Design of Newcastle house is out of the box, but on a penny-wise budget

By
Jenny Brown
October 16, 2017
Newcastle house by James Clarence of Space Design Architecture. Photo: Phil Stefans

This interesting boxy house is a bridging building sitting at the nexus of a residential area where it seeps into the light industrial zone of a long Newcastle street.

Now a refreshing reflection of its location, it was conferred on the tight triangular block courtesy of “a slip of the hand of an excavator driver” and an army of white ants who put paid to an intention of reformatting a Victorian cottage.

“When building started,” says architect James Clarence of Newcastle’s SDA or Space Design Architecture, “we took down some of the (cottage) walls but found that termites had done the rest. So we had to clear the site.”

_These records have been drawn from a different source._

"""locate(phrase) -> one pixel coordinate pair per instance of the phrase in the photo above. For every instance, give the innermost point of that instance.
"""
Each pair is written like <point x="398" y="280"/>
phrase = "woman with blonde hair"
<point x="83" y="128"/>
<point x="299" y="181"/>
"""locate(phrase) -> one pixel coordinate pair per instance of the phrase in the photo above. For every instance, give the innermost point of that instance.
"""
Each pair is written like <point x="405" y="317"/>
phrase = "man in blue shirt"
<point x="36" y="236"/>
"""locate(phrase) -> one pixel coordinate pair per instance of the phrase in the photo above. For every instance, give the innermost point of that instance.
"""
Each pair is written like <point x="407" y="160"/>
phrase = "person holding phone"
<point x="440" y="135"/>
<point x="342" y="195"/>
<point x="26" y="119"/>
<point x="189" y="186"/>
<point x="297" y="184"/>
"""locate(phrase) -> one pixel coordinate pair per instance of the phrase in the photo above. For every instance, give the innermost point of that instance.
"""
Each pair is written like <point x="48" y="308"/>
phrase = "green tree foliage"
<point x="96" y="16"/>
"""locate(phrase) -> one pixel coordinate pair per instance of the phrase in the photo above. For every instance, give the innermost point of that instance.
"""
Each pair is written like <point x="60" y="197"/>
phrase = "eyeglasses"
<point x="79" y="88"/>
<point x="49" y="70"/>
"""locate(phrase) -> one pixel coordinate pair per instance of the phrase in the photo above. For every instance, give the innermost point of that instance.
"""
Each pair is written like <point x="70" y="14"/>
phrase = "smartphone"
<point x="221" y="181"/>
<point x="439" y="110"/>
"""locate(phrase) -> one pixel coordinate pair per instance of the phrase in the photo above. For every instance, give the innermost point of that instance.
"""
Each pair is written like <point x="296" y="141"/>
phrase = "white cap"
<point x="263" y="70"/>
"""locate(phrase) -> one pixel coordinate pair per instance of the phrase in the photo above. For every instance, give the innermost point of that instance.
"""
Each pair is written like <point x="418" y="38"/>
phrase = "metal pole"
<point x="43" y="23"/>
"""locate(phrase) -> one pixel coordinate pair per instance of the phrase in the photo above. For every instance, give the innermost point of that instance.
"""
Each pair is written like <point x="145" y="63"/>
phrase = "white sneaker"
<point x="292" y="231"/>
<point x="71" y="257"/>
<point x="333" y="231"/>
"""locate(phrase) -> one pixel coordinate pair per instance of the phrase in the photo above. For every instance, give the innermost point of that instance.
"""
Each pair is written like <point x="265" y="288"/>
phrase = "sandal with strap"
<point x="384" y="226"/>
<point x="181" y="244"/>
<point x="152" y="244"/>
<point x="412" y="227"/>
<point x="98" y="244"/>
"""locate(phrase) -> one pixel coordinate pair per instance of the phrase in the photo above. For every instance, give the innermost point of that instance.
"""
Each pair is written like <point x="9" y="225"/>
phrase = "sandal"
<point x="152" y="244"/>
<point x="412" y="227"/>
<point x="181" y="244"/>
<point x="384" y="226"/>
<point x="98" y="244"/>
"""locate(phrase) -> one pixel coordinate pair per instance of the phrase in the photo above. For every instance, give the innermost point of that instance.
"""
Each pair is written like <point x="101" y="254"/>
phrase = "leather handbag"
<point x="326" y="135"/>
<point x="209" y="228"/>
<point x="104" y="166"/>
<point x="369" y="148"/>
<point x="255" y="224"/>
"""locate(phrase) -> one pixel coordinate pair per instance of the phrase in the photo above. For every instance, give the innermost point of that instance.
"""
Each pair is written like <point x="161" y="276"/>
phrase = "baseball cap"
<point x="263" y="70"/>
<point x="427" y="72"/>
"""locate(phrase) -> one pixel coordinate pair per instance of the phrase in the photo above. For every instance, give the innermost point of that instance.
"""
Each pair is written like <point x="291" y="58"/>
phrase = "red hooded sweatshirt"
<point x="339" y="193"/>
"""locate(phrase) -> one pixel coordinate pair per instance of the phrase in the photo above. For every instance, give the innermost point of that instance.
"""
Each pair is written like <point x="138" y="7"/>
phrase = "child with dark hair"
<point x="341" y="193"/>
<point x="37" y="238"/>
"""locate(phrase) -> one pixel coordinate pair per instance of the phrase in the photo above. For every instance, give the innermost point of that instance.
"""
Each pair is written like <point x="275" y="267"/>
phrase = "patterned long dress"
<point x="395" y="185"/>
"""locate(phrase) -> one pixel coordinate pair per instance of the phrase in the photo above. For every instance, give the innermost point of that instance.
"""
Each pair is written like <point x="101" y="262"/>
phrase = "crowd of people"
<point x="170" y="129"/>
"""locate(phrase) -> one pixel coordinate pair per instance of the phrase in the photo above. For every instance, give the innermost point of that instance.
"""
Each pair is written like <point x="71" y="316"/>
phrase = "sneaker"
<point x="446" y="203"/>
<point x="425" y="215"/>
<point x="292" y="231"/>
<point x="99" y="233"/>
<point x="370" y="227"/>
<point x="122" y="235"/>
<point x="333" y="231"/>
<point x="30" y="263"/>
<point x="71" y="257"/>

A home for Guy Bunder, whose Made Architectural Constructions team built it “with an incredible level of detail”, Clarence says the apparently casual assemblage of blocky shapes that are picked out in different materials including Blackbutt timber, recycled bricks, painted fibre cement, Colourbond, and form-poured concrete, is “unashamedly raw” and entirely apt to context.

The profiling of the three-bedroom-plus-study home that takes up almost all of the 130-square-metre site resulted “from a very careful juggling of form that stepped the scale down so that it worked on one side with the residential context and on the other with the urban-industrial”.

Because of the displacement of external space, an outdoor deck was placed upstairs, and two different “gardens” of greenery were introduced indoors as vertical plantations; one 5.6 metres tall and scaling the double-height of the brick wall in the stairwell foyer, the other as a verdant feature in the kitchen/dining area.

There is hardly any place in the ground floor, Clarence says, “where you can stand without seeing one of those green walls”.

At the same time, there is hardly any place where you can stand inside and not experience an enveloping sense of being in a very private sanctuary.

The apparent serenity of what is really quite sophisticated architecture, and the extreme refinement of a basic material palette, disguises the fact that this house was built on a penny-wise budget.

“We don’t do architecture for architecture’s sake,” says Clarence. “Our idea was to use standard materials arranged in a more interesting way than is usual. The vertical green wall systems came from Bunnings…The glass windows are just commercial aluminium windows.”

But given that Urban Eclectic House scored the Residential New Homes prize in the 2016 Newcastle AIA chapter awards, we think Clarence’s summary that “it was nice to see it come off and work so well”, doth protest such an obviously worthy winner a tad too much?